University faculty are currently more concerned with clarifying the issue and learning more about its effects on campus before taking any direct measures against the acts. Tomorrow’s meeting will deal more with education than with establishing guidelines for punishment, organizers said.

“Even if we talk of a sense of community integrity, the more important issue is personal integrity,” Rice said. “And while we’ve been talking about initiating a dialogue this year on academic integrity, we might not come up with solutions as much as we will raise awareness of the issue.”

The accessibility of information through the Internet and other forms of mass media has complicated the problem, and many University faculty members said they believe that academic dishonesty needs to be redefined in the context of new avenues of information.

“Much has changed in regard to the Internet. In English, at least, that certainly accounts for a huge amount of what we see in regards to plagiarism,” English Prof. John Whittier-Ferguson said.

Increasing occurrences of plagiarism and cheating have incited other universities, such as Duke University and the University of Virginia, to implement strict honor codes as a preventive measure for dishonest behavior.
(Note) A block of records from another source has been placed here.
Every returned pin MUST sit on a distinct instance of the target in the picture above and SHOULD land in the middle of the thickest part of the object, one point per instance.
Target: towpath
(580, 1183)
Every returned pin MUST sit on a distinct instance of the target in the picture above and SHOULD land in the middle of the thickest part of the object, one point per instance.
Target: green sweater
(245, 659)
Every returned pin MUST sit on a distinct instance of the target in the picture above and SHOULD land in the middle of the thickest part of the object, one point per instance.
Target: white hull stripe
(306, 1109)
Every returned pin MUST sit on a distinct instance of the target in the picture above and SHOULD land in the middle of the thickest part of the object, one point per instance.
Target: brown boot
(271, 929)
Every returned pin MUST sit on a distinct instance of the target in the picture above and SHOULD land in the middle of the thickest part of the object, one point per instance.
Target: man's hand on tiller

This may be one possible way for the University of Michigan to address incidences of academic dishonesty before freshmen ever enter the classroom.

“Maybe the best we can hope for is that the presence of an honor code will clarify what our expectations as a college are with respect to academic integrity. You’re going to have to look pretty far and wide to find that definition here right now,” Rice said.

But some students are hesitant to believe that this would be an effective measure for eliminating inappropriate behavior.

“I don’t think (honor codes) would have much of an effect because I know a lot of professors who already do that when they give tests. I think a lot of students just wouldn’t follow it,” LSA senior Christina Chau said.

In spite of this skepticism, honor codes remain a possibility for the future. LSA Student Government has created an Honor Code Implementation Task Force to push for a standard of integrity.

“I believe that an honor code would enforce the idea that honesty is essential to our university,” task force chair Jesse Knight said.

The University has also created a website focusing on academic integrity to stimulate conversation between students and faculty in hopes of finding a solution.

“In the larger sense, the whole premise of the university is that people are working in a large group with a common purpose; and when you violate the trust within that group, you can destroy the respect for that institution,” Whittier-Ferguson added.